50 ans après l’indépendance du Ghana, l’Afrique est de retour

Message de S.E.M. John Agyekum Kufuor, Président du Ghana et Président en exercice de l’Union africaine

Au moment où la scène internationale subit des changements d’ampleur sans précédent, marqués par une croissance économique vigoureuse sur tous les continents, un accroissement des échanges et des investissements, ainsi que des contacts accrus entre les Etats, les nations et les peuples, il m’est particulièrement plaisant de constater que, cinquante ans après l’indépendance du Ghana, le continent africain tout entier connaît une réelle renaissance. L’Afrique est de retour. Elle est ouverte au partenariat avec la communauté internationale avec la ferme volonté de monter une bonne fois pour toutes dans le train de la croissance et de la prospérité et de s’intégrer dans le processus de globalisation qui se renforce chaque jour.

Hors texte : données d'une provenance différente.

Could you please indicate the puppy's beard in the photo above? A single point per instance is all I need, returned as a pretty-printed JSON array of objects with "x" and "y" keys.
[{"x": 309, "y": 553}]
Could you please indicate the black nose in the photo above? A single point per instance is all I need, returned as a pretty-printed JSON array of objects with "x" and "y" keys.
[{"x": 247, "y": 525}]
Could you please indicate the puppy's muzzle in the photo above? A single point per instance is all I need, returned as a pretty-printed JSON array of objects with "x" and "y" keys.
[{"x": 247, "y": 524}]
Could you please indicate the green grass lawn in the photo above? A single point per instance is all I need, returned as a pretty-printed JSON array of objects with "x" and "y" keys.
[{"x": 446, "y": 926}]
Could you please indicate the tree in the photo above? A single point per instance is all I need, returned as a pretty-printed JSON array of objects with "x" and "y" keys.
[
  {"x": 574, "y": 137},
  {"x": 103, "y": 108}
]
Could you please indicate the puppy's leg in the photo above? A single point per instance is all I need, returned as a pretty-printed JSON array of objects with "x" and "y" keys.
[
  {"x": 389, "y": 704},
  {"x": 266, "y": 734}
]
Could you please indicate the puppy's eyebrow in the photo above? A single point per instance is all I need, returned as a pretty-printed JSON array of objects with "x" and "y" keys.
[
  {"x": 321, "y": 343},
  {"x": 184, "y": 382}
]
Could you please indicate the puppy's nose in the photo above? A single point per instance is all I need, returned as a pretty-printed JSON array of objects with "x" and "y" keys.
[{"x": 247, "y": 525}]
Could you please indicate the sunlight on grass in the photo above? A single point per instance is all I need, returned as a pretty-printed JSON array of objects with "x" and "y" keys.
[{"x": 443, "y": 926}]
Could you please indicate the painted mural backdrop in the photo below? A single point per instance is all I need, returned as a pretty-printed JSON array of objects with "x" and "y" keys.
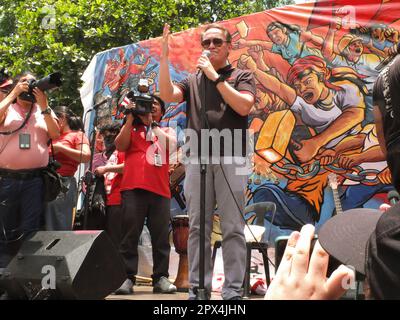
[{"x": 315, "y": 65}]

Ainsi, le rêve du Père de notre nation acquiert une dimension nouvelle. Le docteur Kwame Nkrumah n’avait il pas proclamé, en ce jour historique du 6 mars 1957 qui marqua l’émancipation du premier pays africain, la Côte de l’Or, devenue Ghana, que «à compter d’aujourd’hui, une nouvelle Afrique émerge dans le monde, le Ghana notre pays bien aimé, est libre à jamais ! »

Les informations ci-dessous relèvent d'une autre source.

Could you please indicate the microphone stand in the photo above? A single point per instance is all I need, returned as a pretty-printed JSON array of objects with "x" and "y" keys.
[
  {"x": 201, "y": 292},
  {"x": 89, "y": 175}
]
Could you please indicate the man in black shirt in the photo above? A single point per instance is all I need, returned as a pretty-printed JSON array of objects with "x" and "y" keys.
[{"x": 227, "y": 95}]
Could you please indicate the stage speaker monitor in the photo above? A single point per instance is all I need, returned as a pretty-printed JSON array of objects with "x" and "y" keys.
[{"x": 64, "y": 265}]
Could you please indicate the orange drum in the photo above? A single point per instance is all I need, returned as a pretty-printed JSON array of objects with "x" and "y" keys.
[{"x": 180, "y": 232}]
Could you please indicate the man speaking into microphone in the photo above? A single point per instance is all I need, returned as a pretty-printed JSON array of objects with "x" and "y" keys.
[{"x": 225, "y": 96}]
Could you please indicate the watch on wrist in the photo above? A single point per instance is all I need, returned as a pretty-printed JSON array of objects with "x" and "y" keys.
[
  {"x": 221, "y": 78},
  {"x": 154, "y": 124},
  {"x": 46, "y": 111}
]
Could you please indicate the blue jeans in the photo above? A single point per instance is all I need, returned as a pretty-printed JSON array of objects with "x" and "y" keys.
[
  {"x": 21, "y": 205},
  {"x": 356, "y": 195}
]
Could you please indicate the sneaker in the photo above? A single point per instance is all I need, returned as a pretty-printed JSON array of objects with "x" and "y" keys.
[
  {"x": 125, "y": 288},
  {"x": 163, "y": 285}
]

En lançant ainsi, il y a un demi siècle, le vaste mouvement d’Union africaine, il savait que le continent ne pourrait progresser et atteindre sa pleine émancipation qu’en unissant ses forces et en mettant en commun ses vastes ressources : « Le nationalisme doit aujourd’hui être un nationalisme africain et il faut que l’idéologie d’une conscience politique parmi les Africains, ainsi que leur émancipation se répandent partout dans le continent ».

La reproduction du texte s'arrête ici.